Stanford-ILIAD / PantheonRL

PantheonRL is a package for training and testing multi-agent reinforcement learning environments. PantheonRL supports cross-play, fine-tuning, ad-hoc coordination, and more.
MIT License
119 stars 17 forks source link

Some problems when running tester.py #10

Open CILabTaegwan opened 1 year ago

CILabTaegwan commented 1 year ago

Hi, Could you please offer an example of tester.py? The code worked without a problem with the trainer.py, but the problem occurred with the tester. The error is as follows.

Traceback (most recent call last): File "tester.py", line 194, in run_test(ego, env, args.total_episodes, args.render) File "tester.py", line 50, in run_test action = ego.get_action(obs, False) File "C:\Users\user\Desktop\pantheon\PantheonRL\pantheonrl\common\agents.py", line 72, in getaction actions, , _ = action_from_policy(obs.obs, self.policy) AttributeError: 'numpy.ndarray' object has no attribute 'obs'

This problem does not occur when using the FIXED agent in the trainer. My torch version is 1.13.1, stable-baseline3 version is 1.6.2

Thanks

bsarkar321 commented 1 year ago

Thanks for finding this issue! The latest version of pantheonrl should fix this bug (it was caused by a new observation type that is unsupported from SB3 by default).

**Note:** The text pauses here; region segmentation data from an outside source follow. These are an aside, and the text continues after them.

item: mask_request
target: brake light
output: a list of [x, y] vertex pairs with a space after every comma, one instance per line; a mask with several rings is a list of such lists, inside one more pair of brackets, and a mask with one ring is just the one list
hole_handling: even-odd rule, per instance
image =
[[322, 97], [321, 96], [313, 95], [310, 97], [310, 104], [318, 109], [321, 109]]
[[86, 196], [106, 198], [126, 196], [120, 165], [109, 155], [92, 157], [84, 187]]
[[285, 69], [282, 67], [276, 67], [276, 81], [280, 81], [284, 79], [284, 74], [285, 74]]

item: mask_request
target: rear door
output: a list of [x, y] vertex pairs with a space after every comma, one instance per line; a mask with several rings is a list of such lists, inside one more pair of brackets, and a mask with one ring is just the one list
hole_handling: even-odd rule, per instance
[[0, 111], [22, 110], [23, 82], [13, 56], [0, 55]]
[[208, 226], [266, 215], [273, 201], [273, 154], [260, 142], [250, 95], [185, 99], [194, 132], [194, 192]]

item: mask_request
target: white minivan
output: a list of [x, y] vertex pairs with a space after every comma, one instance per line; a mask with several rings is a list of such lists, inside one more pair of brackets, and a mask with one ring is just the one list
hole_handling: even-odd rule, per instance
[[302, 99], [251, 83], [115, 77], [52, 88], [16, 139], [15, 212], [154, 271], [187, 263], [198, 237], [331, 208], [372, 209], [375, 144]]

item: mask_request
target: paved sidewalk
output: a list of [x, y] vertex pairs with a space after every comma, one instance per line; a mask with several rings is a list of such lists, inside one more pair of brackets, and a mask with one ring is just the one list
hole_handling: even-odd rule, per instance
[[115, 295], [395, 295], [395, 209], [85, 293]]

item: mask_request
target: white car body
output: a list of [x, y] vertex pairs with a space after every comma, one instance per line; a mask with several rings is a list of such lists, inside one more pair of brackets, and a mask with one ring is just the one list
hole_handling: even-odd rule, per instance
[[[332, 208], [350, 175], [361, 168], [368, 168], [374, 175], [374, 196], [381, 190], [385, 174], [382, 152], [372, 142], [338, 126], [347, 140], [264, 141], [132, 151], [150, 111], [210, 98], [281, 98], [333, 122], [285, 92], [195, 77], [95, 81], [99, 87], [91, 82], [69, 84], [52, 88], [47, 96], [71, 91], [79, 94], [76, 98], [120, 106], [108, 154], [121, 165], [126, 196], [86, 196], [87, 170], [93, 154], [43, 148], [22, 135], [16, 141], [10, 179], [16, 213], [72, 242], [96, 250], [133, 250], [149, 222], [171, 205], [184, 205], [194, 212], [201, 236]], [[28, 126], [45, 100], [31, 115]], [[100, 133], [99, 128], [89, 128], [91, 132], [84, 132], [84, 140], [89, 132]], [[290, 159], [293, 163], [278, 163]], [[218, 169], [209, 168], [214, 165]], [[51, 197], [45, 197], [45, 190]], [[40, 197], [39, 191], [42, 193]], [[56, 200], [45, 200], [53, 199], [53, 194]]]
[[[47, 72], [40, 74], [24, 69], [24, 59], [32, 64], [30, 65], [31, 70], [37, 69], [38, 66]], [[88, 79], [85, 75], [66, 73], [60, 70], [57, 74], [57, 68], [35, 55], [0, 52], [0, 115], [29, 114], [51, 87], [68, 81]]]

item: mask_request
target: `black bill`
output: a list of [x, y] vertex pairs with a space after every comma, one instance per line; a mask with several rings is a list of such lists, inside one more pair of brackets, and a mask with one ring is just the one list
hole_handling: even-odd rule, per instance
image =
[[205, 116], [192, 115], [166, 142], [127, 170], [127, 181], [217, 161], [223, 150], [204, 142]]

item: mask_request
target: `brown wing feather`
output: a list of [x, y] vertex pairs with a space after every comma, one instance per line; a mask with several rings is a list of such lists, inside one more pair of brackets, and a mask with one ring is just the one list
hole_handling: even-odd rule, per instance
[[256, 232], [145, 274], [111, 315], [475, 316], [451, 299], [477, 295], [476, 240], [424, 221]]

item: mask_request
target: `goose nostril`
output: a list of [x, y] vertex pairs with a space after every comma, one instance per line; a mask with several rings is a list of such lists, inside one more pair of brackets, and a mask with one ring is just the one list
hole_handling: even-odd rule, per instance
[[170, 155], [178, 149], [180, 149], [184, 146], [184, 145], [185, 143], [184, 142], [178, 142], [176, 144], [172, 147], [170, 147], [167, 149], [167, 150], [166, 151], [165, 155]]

For reference, tester.py follows a similar syntax to trainer.py (except there are no presets). For example, if we want to run Liars dice, we can train two agents with:

python3 trainer.py LiarsDice-v0 PPO PPO --seed 10 --preset 1 -t 50000

And then we can test these two agents with:

python3 tester.py LiarsDice-v0 PPO PPO --seed 10 -t 5000 --ego-load models/LiarsDice-v0-PPO-ego-10.zip --alt-load models/LiarsDice-v0-PPO-alt-10.zip

CILabTaegwan commented 1 year ago

Thank you for the quick handling of the issue! Additionally, is it possible to set LOAD LOAD on the trainer? This process is included in LOAD PPO setting, but I thought it is necessary to control save-load process in the command. What part should be changed to implement LOAD LOAD setting?

bsarkar321 commented 1 year ago

Oh yeah, reloading both should be possible for fine tuning. We can essentially create a separate version of the gen_fixed function, but we need to wrap it in the appropriate Agent type (OnPolicyAgent or AdapAgent). I can add this feature soon-ish, but if you need this functionality in the meantime you can also write a script that loads the policy you want.

If you look at the overcookedtraining.py within the examples folder, you can replace the PPO('MlpPolicy', env, verbose=1) with PPO.load('your_file') for both the ego and partner agents.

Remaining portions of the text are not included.